After this court issued its opinion in Sokol's first appeal in 2013, the panel granted Kaelter's request for appellate costs and attorney fees under Supreme Court Rule 7.07(b) (2014 Kan. Ct. R. Annot 70) and K.S.A. 2012 Supp. 23-2216, giving the court in a parentage action the discretion to award costs and attorney fees as justice and equity may require. When the Supreme Court vacated the judgment of this court for lack of jurisdiction, it also vacated the attorney fees award.

When the case returned to the district court, Kaelter filed a motion requesting attorney fees, which included a request for fees incurred in the first appeal. The district court ordered Sokol to pay Kaelter attorney fees as a sanction because Sokol “knowingly and intentionally diverted funds earmarked for his son's education to his own personal use.” The court found Sokol's “misconduct and tactics have inflated the cost of this litigation and unnecessarily delayed the orderly administration of justice. Mr. Sokol has abused the litigation process in an attempt to cover up his misdeeds.” But the court denied Kaelter's request for appellate attorney fees, stating it had no authority to do so.

Now in this cross-appeal, Kaelter contends the district court erred by finding it lacked jurisdiction to award her attorney fees relating to the prior appeal. She argues the district court had authority under K.S.A. 2013 Supp. 60-211 and K.S.A. 23-2216 to award attorney fees. Sokol maintains that the district court was without authority to award appellate attorney fees.

Indeed, the Kansas Supreme Court rules authorize an award of appellate attorney fees. “An appellate court may award attorney fees for services on appeal in a case in which the district court had authority to award attorney fees.” (Emphasis added.) Supreme Court Rule 7.07(b)(1) (2017 Kan. S. Ct. R. 51). Obviously, from that wording, the rule contemplates that the motion for attorney fees must be made to the appellate court.

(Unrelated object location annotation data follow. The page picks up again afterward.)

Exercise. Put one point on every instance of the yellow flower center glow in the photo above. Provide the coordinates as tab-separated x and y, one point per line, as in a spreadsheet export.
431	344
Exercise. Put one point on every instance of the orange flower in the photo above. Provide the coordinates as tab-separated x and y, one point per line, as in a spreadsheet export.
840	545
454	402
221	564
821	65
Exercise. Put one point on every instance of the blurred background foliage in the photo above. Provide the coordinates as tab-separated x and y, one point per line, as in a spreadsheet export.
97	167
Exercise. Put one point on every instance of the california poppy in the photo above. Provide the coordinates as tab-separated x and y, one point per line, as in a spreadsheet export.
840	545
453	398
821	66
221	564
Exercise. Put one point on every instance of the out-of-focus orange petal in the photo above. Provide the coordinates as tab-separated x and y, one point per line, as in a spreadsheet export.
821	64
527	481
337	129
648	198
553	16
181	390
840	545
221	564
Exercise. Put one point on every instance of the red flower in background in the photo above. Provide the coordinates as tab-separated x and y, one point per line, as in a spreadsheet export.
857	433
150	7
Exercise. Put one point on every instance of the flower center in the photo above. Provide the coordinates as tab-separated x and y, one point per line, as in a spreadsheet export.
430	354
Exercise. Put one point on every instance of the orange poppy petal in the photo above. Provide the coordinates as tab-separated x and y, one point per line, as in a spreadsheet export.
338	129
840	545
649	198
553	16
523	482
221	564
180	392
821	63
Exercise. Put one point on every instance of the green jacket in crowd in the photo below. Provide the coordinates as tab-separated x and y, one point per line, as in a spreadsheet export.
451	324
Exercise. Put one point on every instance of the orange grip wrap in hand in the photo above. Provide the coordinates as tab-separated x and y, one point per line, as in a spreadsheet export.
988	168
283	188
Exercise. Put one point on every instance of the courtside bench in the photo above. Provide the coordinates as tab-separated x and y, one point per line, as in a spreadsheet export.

Going deeper into the subject, caselaw persuades us that only appellate courts can award appellate attorney fees. In Evans v. Provident Life & Acc. Ins. Co., 249 Kan. 248, 265, 815 P.2d 550 (1991), the Kansas Supreme Court held that “[c]ivil appellate attorney fee awards are to be determined by the appellate court hearing the appeal. Motions for attorney fees incurred before the Court of Appeals should be determined by the Court of Appeals.” The court in Snider v. American Family Mut. Ins. Co., 297 Kan. 157, 165-67, 298 P.3d 1120 (2013), reaffirmed the holding in Evans. “Evans informed Snider and the district court that only the Court of Appeals could consider the reasonableness of the appellate fees related to the proceedings before the Court of Appeals.” 297 Kan. at 168.

The district court correctly ruled that it was not authorized to award attorney fees relating to the prior appeal. We will address the parties' requests for appellate attorney fees in a separate order.

The rulings of the district court are affirmed.